Following a major hurricane that year, VI President Sir Arthur Carlos Henry Rumbold reported that the storm had created “winter in the tropics” — a description that could also apply to the stripped trees and withered vegetation across the islands after Hurricane Irma struck in 2017 (see my Nov. 24 Beacon commentary “VI’s political history reviewed”).
Back then, there were price gougers and greedy twisters, too. Sir Arthur complained that “exorbitant charges [were] being demanded” to ship relief distributions of food and supplies, while some people who had suffered less than others duped clergymen and other officials into giving them “weekly tickets of relief for food, and clothing.” There was less than £50 in the treasury because the annual house tax, which was due to be paid, could not be collected.
The 1867 storm lasted from 11 a.m. to 3 p.m., but was strongest from noon to 3 p.m., destroying two-thirds of the islands’ “miserable tenements” and killing over five percent of Road Town’s population, according to Sir Arthur. The hospital, the pier, the schoolhouse and the doctor’s house were ruined, and the rectory was badly damaged.

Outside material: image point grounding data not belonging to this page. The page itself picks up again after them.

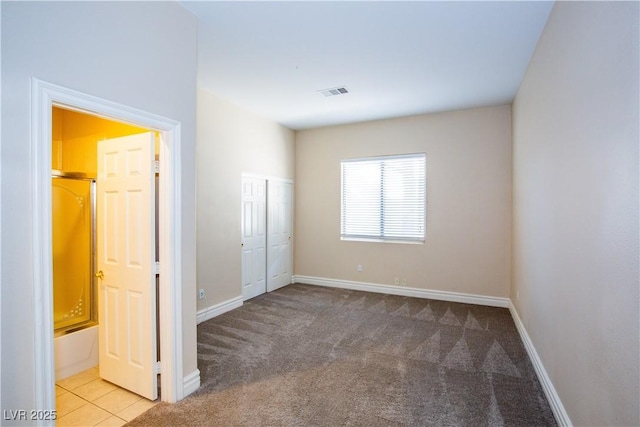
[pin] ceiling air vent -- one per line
(334, 91)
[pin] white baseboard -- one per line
(405, 291)
(218, 309)
(191, 383)
(549, 390)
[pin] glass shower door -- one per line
(73, 260)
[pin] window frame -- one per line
(420, 185)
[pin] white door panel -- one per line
(253, 237)
(126, 259)
(279, 237)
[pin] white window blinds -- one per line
(383, 198)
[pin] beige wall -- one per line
(575, 269)
(467, 246)
(140, 54)
(231, 141)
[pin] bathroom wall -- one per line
(76, 136)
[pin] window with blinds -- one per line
(384, 198)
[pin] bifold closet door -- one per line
(279, 234)
(254, 238)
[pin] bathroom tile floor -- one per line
(85, 399)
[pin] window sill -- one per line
(374, 240)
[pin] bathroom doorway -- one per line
(87, 148)
(170, 312)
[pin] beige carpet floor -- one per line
(312, 356)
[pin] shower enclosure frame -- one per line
(93, 300)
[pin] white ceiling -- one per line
(395, 58)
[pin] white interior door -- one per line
(126, 263)
(280, 234)
(254, 257)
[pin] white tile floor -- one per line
(85, 399)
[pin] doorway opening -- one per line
(45, 96)
(79, 297)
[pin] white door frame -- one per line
(44, 97)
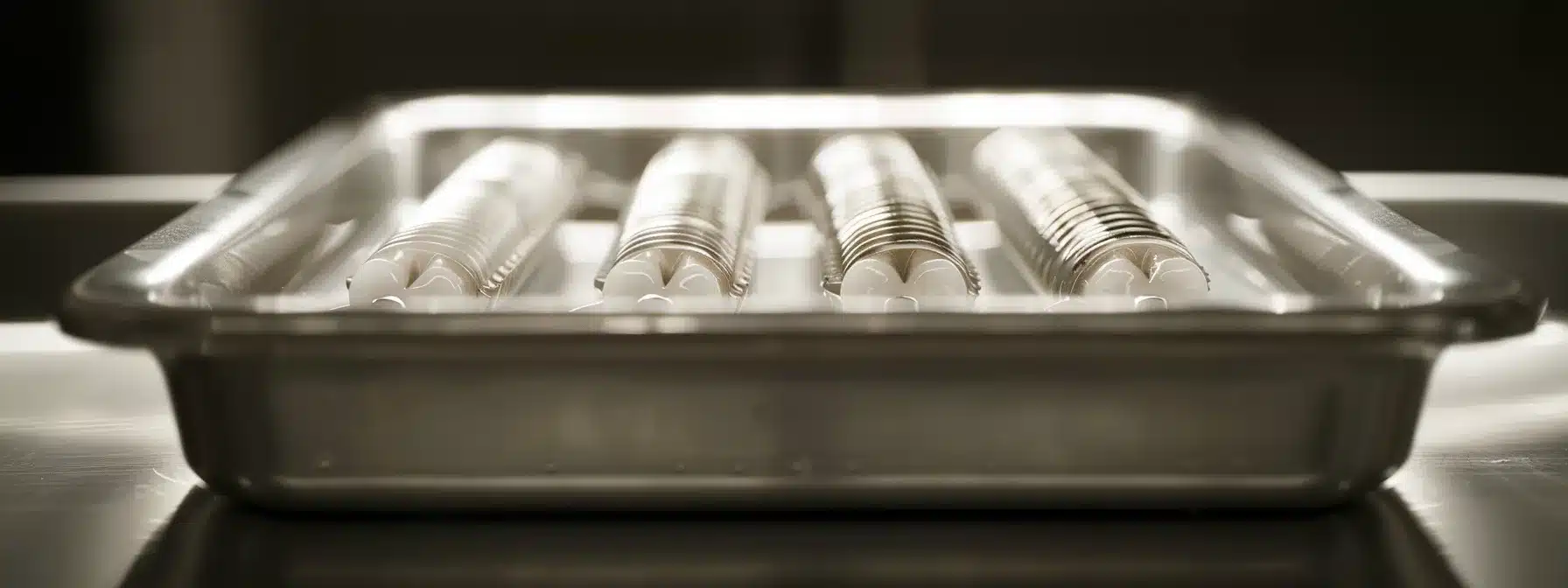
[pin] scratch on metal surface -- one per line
(165, 477)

The poorhouse was also destroyed, so Sir Arthur moved the prisoners to the “Fireproof” store, which had been built to withstand fires like those that ravaged Main Street after the Cattle Tax Riots in 1853. Sir Arthur had used its upper floor as his office, and he housed the paupers temporarily with the police in the gaol. The cells had been overcrowded, so their doors were then left open for healthier ventilation. Sir Arthur and his family took refuge there as well since Government House had become uninhabitable after losing its roof.
Two gangs cleaned the streets, burned the offal, and cleared away the remains of ruined houses while returning others that had been blown yards away to their original foundation. The church and Wesleyan chapel were cleared out, and sails were erected over the remaining walls so that divine services could be held.

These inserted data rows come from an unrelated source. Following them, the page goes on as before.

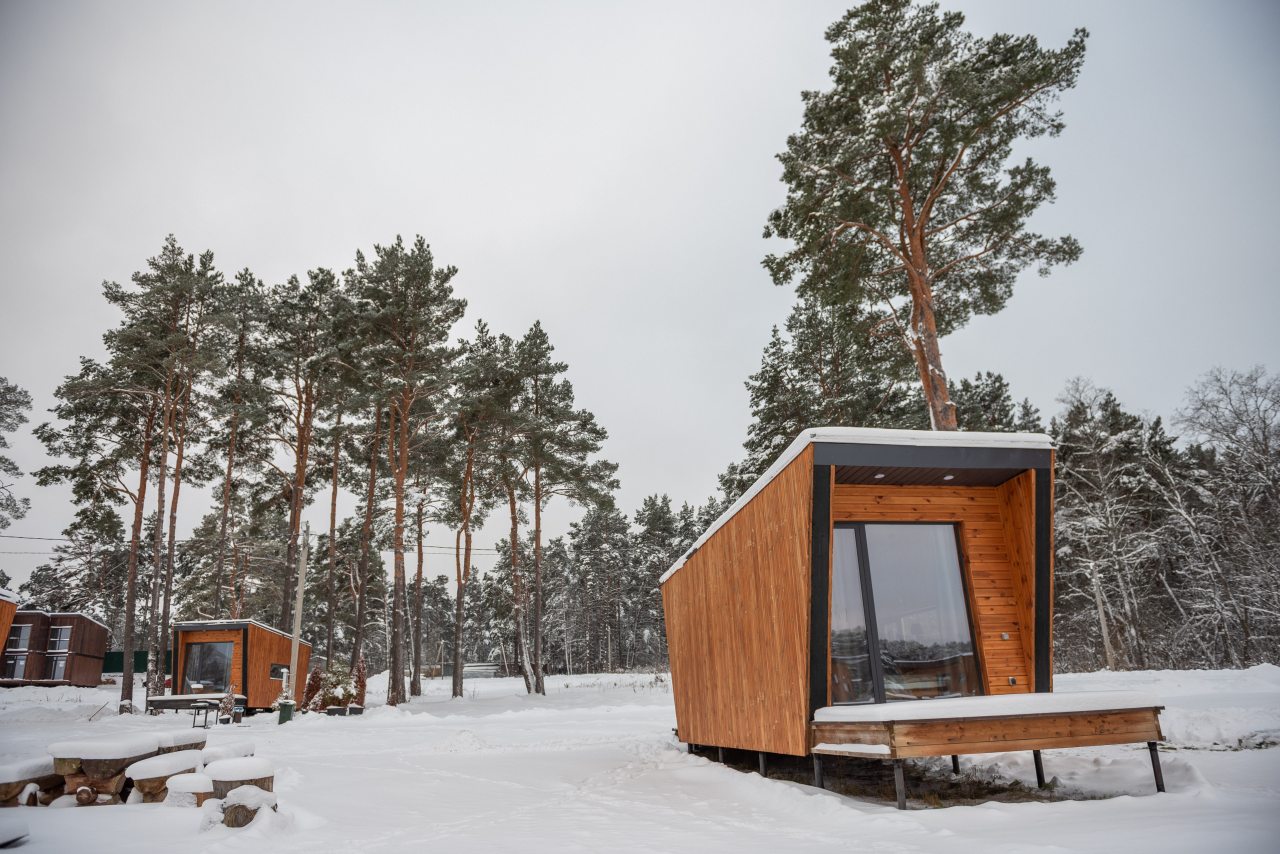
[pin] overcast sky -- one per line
(607, 168)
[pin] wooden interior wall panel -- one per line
(737, 624)
(1001, 611)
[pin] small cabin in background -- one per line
(54, 649)
(883, 594)
(213, 656)
(8, 607)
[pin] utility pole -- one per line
(297, 611)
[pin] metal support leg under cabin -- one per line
(1155, 766)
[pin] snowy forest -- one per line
(353, 389)
(1168, 543)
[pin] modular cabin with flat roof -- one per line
(883, 594)
(243, 656)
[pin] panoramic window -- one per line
(850, 660)
(59, 638)
(900, 589)
(208, 667)
(18, 638)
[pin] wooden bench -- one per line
(960, 726)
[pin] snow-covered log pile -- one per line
(30, 782)
(151, 776)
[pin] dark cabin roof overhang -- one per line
(904, 457)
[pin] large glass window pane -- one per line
(850, 658)
(926, 643)
(208, 667)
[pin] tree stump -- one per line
(223, 788)
(10, 791)
(88, 789)
(243, 805)
(229, 775)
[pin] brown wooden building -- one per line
(8, 607)
(864, 578)
(215, 656)
(54, 649)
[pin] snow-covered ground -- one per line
(594, 767)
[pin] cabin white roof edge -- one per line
(231, 624)
(864, 435)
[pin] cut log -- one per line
(229, 775)
(223, 788)
(243, 805)
(87, 789)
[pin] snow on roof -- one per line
(867, 435)
(233, 624)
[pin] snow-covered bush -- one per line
(336, 689)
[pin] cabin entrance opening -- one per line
(900, 626)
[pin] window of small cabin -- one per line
(208, 665)
(900, 625)
(14, 666)
(19, 638)
(59, 638)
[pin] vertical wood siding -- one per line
(737, 624)
(266, 648)
(996, 535)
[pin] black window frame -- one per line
(16, 631)
(864, 574)
(186, 663)
(19, 661)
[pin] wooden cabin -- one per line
(883, 594)
(215, 656)
(8, 607)
(62, 648)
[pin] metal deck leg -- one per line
(1155, 766)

Sir Arthur wrote that he wanted to send to St. Thomas for supplies, but all the local sloops and canoes were either destroyed or severely damaged. The tremendous waves that swept in had ruined nearly all the small store of flour in the town. All the population of 7,000 needed help, although the southerly islands had largely escaped the storm.

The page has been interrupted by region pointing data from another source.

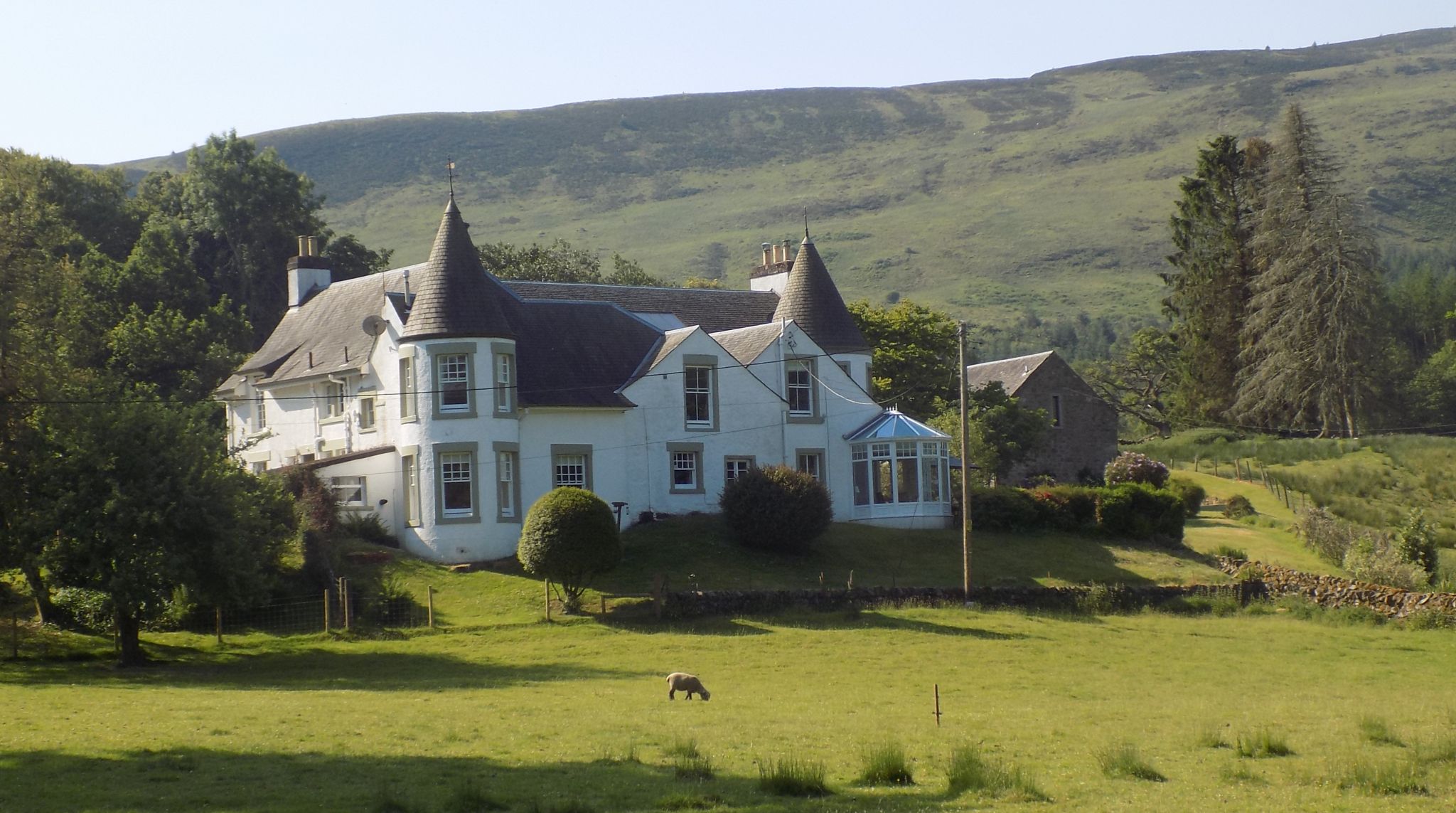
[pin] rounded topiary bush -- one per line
(1238, 506)
(569, 535)
(1190, 493)
(1135, 467)
(776, 509)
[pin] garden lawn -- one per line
(552, 714)
(1264, 538)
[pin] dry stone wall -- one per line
(1334, 592)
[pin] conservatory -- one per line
(901, 472)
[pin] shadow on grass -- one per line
(200, 778)
(872, 620)
(641, 620)
(316, 669)
(245, 781)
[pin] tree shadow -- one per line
(314, 669)
(640, 618)
(872, 620)
(200, 778)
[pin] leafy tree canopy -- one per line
(916, 354)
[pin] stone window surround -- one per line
(472, 447)
(698, 479)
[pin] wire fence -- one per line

The Royal Navy came to the Virgin Islands’ rescue then, too. Captain Vesey on HMS Doris received an appeal for help while at St. John’s, Antigua, at 9 a.m. on Nov. 2. Stephen J. Hill, the governor-in-chief of the Leeward Islands, gave him a copy of Sir Arthur’s letter, which expressed fears that without immediate help the impoverished community would starve to death. Mr. Hill arranged for corn, meal and other provisions to be sent to Tortola.
Mr. Vesey left St. John’s at once “under steam and sail.” By the next morning, he had anchored in Road Harbour. He gave Sir Arthur £250 from public funds, some provisions and a complete set of studding sails to protect the women and children. They would be safe from starvation until help arrived from Antigua and other places, but he asked Sir Arthur to get some supplies to the outlying islands, which had no means of communicating their wants.
Then Mr. Vesey went to St. Thomas to buy some plank and shingles for housing materials. He took receipts for the money and stores he’d supplied with public funds, but he wouldn’t ask for repayment locally as the inhabitants were utterly ruined and the place destroyed. He trusted that his superiors in London would approve of his actions to keep the whole population from starvation. They were British subjects.
The British consul in St. Thomas had sent 20 barrels of flour to Tortola. He reportedly told Mr. Vesey that if the boats picked up on the reefs were used to provide help to the outlying islands, nobody need starve.
Mr. Vesey promised to visit everywhere he could and to “punish wreckers and plunderers without ceremony.”
He said that the hurricane had hit on Oct. 29, after the season was usually over, as “the first full moon in October was on the 13th.” But it was the fourth hurricane — or indication of one — during that “peculiar season,” he reported.
However — just as we were swamped by Maria as we struggled to recover from Irma — the 1867 hurricane was followed by an earthquake and tsunami on Nov. 18.
An eyewitness observed that at the first shock the earth opened and spewed water upwards. That severe vertical shock lasted nearly 15 minutes. High waves rolled backwards, then rose another five feet before rushing along the street and seashore at nearly 12 knots, completely inundating the flat part of Tortola, according to reports.
For 24 hours, there were shocks every five minutes or so — sometimes three in five minutes — and for more than three weeks yet more shocks occurred within every 24 hours. There was a sulphury stench everywhere.